The directive is an acquis, its transposition, a step in going further. The concept of “long-term posting” brings only a partial solution to the “temporary nature” problem.
The temporary presence (or merely operation) of the sending company within the French territory is addressed, and not the presence of an individual posted worker.
The question is when the activity carried out, will not be failing anymore within the scope of the provisions of the Treaty dealing with services, and consequently, will be failing within the scope of the provisions dealing with the right of establishment(see to the context C-55/94 Gebhard, 30 November 1995, ECLI:EU:C:1995:411).
The European Court of Justice has provided guidance on the “borderline” between the freedom to provide services and establishment (however, the matter is complex).
Article L1262-3 of the French Labour Code, introduces the concept of “activity carried out within the national territory, on a regular, stable and continuous basis”. In such situations, the employer is subject to the Labour Code’ provisions applicable to undertakings established within the national territory.
Pursuant to Article L8221-1 read in conjunction with Article L8221-3, a regular, stable, and continuous activity, triggers the breach of concealed employment by dissimulation of activity.
Pursuant to Article L8224-1, such a breach may result in three years' imprisonment, and a fine of EUR 45.000.
The ECJ has ruled that : “No provision of the Treaty affords a means of determining, in an abstract manner, the duration or frequency beyond which the supply of a service or of a certain type of service in another Member State can no longer be regarded as the provision of services within the meaning of the Treaty” (C-215/01, Schnitzer, 11 December 2003, ECLI:EU:C:2003:662).

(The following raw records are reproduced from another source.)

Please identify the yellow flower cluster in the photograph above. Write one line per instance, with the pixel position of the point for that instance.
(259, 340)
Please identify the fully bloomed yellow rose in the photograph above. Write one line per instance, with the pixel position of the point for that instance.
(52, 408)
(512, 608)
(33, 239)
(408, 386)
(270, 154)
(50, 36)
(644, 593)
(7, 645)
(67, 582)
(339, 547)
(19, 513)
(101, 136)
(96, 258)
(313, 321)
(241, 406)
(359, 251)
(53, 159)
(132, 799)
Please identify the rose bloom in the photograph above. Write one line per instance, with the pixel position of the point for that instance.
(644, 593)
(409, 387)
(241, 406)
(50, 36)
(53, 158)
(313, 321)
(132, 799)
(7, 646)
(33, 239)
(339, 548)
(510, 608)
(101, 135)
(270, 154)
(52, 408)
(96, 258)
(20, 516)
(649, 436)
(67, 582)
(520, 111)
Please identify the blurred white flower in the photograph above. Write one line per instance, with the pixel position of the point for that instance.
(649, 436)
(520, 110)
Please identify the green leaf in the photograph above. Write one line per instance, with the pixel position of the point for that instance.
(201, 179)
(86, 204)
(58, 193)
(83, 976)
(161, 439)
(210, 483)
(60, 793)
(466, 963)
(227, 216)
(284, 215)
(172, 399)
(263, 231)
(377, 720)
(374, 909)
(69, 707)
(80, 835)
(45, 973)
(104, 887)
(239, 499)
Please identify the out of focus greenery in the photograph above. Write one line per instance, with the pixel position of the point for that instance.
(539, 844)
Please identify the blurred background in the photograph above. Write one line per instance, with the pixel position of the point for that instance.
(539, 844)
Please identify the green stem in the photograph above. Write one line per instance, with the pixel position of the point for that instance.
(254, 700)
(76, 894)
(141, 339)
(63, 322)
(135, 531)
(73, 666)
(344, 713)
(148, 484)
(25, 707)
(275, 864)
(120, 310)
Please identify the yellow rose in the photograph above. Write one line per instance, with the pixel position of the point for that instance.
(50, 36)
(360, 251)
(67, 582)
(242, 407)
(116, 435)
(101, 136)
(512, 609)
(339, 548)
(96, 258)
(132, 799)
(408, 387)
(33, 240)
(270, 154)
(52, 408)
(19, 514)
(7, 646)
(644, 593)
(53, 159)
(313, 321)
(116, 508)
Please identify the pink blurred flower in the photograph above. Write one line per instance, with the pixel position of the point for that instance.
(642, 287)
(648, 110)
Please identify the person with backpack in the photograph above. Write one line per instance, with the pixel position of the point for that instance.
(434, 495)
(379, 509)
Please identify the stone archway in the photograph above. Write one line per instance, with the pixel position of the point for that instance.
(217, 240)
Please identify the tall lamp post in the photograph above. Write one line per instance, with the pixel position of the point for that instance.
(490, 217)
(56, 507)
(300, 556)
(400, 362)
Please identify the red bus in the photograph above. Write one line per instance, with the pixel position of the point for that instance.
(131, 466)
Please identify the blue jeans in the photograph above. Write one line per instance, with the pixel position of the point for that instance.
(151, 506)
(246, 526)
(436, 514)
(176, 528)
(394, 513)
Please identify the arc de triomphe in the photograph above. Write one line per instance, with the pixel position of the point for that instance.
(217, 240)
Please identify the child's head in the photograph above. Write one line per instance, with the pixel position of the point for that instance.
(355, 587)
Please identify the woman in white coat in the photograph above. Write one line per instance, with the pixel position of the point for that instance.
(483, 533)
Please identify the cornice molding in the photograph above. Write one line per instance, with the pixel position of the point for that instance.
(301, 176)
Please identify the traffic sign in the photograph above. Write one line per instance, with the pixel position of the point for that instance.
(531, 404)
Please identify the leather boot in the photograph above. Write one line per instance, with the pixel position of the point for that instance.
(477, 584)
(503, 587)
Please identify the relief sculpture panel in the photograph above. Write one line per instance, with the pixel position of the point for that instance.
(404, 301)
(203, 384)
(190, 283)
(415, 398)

As regards France, it follows from the current jurisprudence that the means of determining the borderline between the freedom to provide services and establishment, might override expectations.
It is hard to determine ex ante criteria as regards when an undertaking will be deemed to carry out a regular, stable, and continuous activity in France. A case-by-case assessment is required. However, it is easier to prevent, rather than reverse such a presumption.
With simple words, better to seek for advice before posting workers, rather than after receiving a courier from the French Labour Ministry.